From Related Work (Section 5): The authors position against task-specific neuron work — multilingual (Tang et al., 2024; Chen et al., 2025), code (Miller et al., 2025), math (Yu and Ananiadou, 2024), and safety (Song et al., 2024; Wang et al., 2025a) — and against modularity/sparsity work (Fedus et al., 2022; Bricken et al., 2023). Their framing: prior work isolates neurons for single capabilities; they are the first to identify a cross-task, globally-critical subset.

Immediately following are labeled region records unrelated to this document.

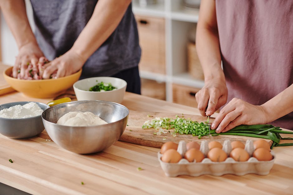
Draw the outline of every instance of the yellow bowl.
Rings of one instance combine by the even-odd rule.
[[[72,86],[78,80],[82,69],[68,76],[57,79],[41,80],[19,79],[10,77],[12,67],[3,72],[5,80],[12,87],[23,94],[33,98],[48,98],[55,97]]]

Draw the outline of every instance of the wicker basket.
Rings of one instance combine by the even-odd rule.
[[[195,44],[189,43],[187,51],[188,72],[194,78],[198,80],[204,80],[204,72],[196,52]]]

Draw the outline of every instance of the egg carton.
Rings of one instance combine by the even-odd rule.
[[[180,141],[177,151],[182,156],[182,159],[178,163],[168,163],[162,161],[161,157],[162,155],[160,152],[158,153],[158,157],[165,174],[170,177],[182,175],[193,177],[205,174],[220,176],[227,174],[240,176],[255,174],[265,175],[269,173],[276,159],[275,154],[271,150],[271,153],[273,156],[273,159],[269,161],[259,161],[255,158],[252,157],[254,148],[253,141],[251,140],[247,140],[245,145],[245,149],[251,157],[247,161],[237,161],[232,158],[229,157],[232,150],[229,140],[226,140],[224,141],[222,149],[228,157],[223,162],[213,162],[206,157],[209,151],[208,142],[202,141],[200,144],[200,150],[204,155],[205,158],[200,162],[190,162],[186,159],[183,158],[186,151],[186,144],[184,141]]]

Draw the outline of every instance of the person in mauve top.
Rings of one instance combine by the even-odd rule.
[[[120,78],[126,90],[140,94],[138,64],[141,50],[131,0],[31,0],[34,33],[24,0],[1,0],[0,7],[19,53],[13,69],[23,77],[28,65],[40,58],[41,78],[70,75],[82,68],[80,79]]]
[[[203,116],[222,107],[211,125],[217,132],[241,124],[293,130],[292,7],[202,0],[196,41],[205,82],[195,98]]]

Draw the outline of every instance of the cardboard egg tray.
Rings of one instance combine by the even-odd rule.
[[[229,157],[232,150],[231,142],[229,140],[225,141],[222,149],[227,154],[228,158],[225,161],[219,162],[213,162],[206,157],[209,149],[208,142],[206,141],[202,141],[200,144],[200,150],[205,157],[201,162],[189,162],[186,159],[182,158],[177,163],[165,163],[161,160],[162,155],[160,152],[158,153],[158,157],[165,174],[171,177],[182,175],[194,177],[204,174],[220,176],[227,174],[243,175],[255,174],[264,175],[269,173],[276,159],[275,154],[271,150],[271,153],[273,156],[273,159],[269,161],[259,161],[252,157],[254,148],[253,141],[250,140],[247,140],[245,145],[245,149],[251,156],[247,161],[236,161],[232,158]],[[180,141],[177,151],[183,158],[186,151],[186,143],[184,141]]]

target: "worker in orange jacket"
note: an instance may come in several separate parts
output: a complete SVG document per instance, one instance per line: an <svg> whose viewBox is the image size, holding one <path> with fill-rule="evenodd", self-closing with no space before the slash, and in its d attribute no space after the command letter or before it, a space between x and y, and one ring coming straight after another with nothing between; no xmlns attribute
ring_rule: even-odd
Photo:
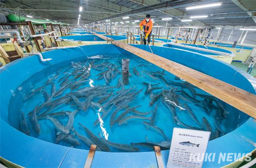
<svg viewBox="0 0 256 168"><path fill-rule="evenodd" d="M146 40L147 38L148 43L150 42L150 37L152 32L152 27L153 23L151 21L150 15L147 15L146 18L140 23L140 30L144 33L144 38L143 38L143 43L147 44Z"/></svg>

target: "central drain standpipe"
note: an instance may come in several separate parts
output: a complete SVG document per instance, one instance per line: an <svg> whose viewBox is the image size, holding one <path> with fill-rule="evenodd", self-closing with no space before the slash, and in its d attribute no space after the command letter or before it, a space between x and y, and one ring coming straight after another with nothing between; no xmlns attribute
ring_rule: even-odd
<svg viewBox="0 0 256 168"><path fill-rule="evenodd" d="M127 85L129 84L129 62L128 59L122 59L122 74L123 83Z"/></svg>

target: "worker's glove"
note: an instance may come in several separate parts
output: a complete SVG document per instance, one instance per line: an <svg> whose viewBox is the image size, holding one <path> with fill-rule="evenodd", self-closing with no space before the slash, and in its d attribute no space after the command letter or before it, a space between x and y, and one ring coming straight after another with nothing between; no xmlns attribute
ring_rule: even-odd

Independent assessment: The cross-task framing is a genuine conceptual shift from task-specific neuron work. The identification of a universal capability backbone with global collapse-inducing properties is novel in its framing and empirical scope. The use of only 4 prompts for identification is a notable practical contribution. The connection to fine-tuning efficiency overlaps with LoRA-adjacent literature (which targets low-rank subspaces rather than specific neurons), but the keystone-based approach is mechanistically distinct. Overall, genuinely new contribution, not a relabel.

Open Questions

  • How do keystone neurons compare to LoRA/DoRA in fine-tuning efficiency and capability retention on the same benchmarks, with identical training data?
  • Do keystone neurons identified in English-prompt probing remain structurally identical for multilingual models evaluated on non-English tasks?
  • What is the causal mechanism during pretraining that makes specific neurons become keystone? Is it tied to a particular training phase or data mix?
  • For MoE models (Mixtral, Qwen3-30B-A3B), do keystone neurons cluster in specific experts, and does expert routing interact with keystoneness?
  • Can keystone neurons be used to detect or prevent fine-tuning-based capability degradation in production settings?

Original abstract

arXiv:2605.24846v2 Announce Type: replace-cross Abstract: Large language models (LLMs) display strong comprehensive abilities, yet the internal mechanisms that support these behaviors remain insufficiently understood. In this work, we show that across a wide range of open-weight Transformers, a subset of neurons remains consistently highly activated during inference across tasks of multiple capability dimensions. By probing along the cross-task activation strength, an extremely sparse subset is isolated, whose removal causes a collapse in model behavior, which we term keystone neurons. Our analysis reveals that keystone neurons are a stable and intrinsic neuron subset of the model that is largely established during pretraining. The parameters associated with these neurons are tightly calibrated during the training process, and their precise values are critical for the capabilities of the model. Building on these insights, we propose a supervised fine-tuning approach that updates only keystone neurons, achieving task gains comparable to or even better than full-parameter fine-tuning while better preserving performance in other capability dimensions, despite modifying a much smaller number of parameters.